Convergences
L'article publié samedi dernier par notre confrère François Renié ("Mourir pour l'euro?", Revue critique du 15 mai) a fait le tour du net et suscité de nombreuses réactions, le plus souvent favorables. Nous reviendrons prochainement sur ces commentaires mais il nous faut sans attendre prendre le pouls de l'opinion médiatique car il s'y passe des choses importantes.
Alors qu'il y a encore 15 jours, la presse française baignait dans un océan de conformisme sur les causes et les répercussions de la crise grecque, les langues se délient, les éditoriaux, les tribunes et les chroniques se font infiniment plus critiques à mesure que la crise s'amplifie. Critiques sur la façon dont cette crise a été gérée (ou plutôt non gérée) par des dirigeants européens enfermés dans leurs dogmes. De plus en plus critiques également sur la conception de l'euro, sur l'intérêt même d'une monnaie unique dans un espace, celui de l'Europe, qui n'a rien du marché pur, homogène et ouvert décrit par les économistes.
Le plus significatif c'est que les coups de boutoir qui ébranlent jour après jour l'édifice européiste sont le fait d'économistes français, allemands ou américains dont la réputation n'est plus à faire. Il est significatif que ce soit le prix Nobel d'économie, Joseph Stiglitz, qui ait le premier ébranlé le consensus en publiant le 10 mai dans Les Echos un article ravageur intitulé "Peut-on encore sauver l'euro ? " [1]. Cette tribune était relayée quelques jours plus tard dans Le Monde par un autre article tout aussi sanglant, signé par l'économiste Christian Saint-Etienne, qui mettait en garde l'opinion contre les mesures déflationnistes qui se préparaient [2]. Notre grand quotidien suisse de langue française sortait lui-même de sa réserve en rappelant lundi, dans son supplément économique, que "l'analyse de plans de consolidation budgétaire antérieurs montre que les chances de succès des politiques d'austérité sont faibles" [3] et mardi, dans ses pages économie, que "l'union monétaire n'inspire plus confiance, la chute de l'euro s'accélère" [4]. Un flot de critiques devait se répandre dans cette brèche. Que nous disent elles ?

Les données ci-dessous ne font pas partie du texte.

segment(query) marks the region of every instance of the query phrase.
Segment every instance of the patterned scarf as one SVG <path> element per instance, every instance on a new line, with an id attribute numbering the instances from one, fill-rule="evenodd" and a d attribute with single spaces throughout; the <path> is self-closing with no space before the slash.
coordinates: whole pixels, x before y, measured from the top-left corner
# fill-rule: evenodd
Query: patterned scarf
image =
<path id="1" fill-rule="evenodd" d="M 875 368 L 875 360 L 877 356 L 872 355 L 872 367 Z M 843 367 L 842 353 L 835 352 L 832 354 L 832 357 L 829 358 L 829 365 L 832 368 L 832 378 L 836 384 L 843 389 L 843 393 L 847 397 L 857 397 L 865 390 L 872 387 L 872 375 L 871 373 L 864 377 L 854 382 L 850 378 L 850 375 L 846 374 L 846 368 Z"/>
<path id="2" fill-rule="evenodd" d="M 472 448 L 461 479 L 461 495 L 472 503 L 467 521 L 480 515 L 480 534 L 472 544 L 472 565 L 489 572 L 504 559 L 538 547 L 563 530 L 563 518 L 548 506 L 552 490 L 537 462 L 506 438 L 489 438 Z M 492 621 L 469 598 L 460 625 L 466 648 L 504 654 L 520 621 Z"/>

En premier lieu, que les mesures annoncées pour venir au secours de la Grèce avaient un objectif beaucoup moins désintéressé qu'il n'y paraissait. "Ce sont les banques que l'on a sauvées, pas la Grèce", nous confirme l'économiste Paul Seabright, dans une chronique publiée par le Monde de l'économie [5]. Nous le disions nous-mêmes mais laissons la parole à cet excellent spécialiste toulousain : "Or, qui, précisément, sont les créanciers de la Grèce ? Selon un rapport de Barclays Capital du 28 avril, il y a quelque 28 milliards d'euros de dette grecque sur le bilan d'institutions financières allemandes. La moitié appartient à des banques détenues ou contrôlées par le gouvernement allemand. (...) Le même rapport de Barclays Capital indique que les institutions financières françaises auraient quelque 50 milliards d'euros de dette grecque sur leur bilan. Il ne s'agit donc plus d'un problème purement budgétaire ni purement grecque. La solidarité franco-allemande, si bien mise en avant le 9 mai, n'est pas fondée sur l'hellénophilie. Loin d'être une nouvelle crise, la crise de l'euro n'est qu'un épisode du feuilleton bancaire que l'on voulait nous faire croire terminé. " [6]. Voilà qui est parfaitement dit.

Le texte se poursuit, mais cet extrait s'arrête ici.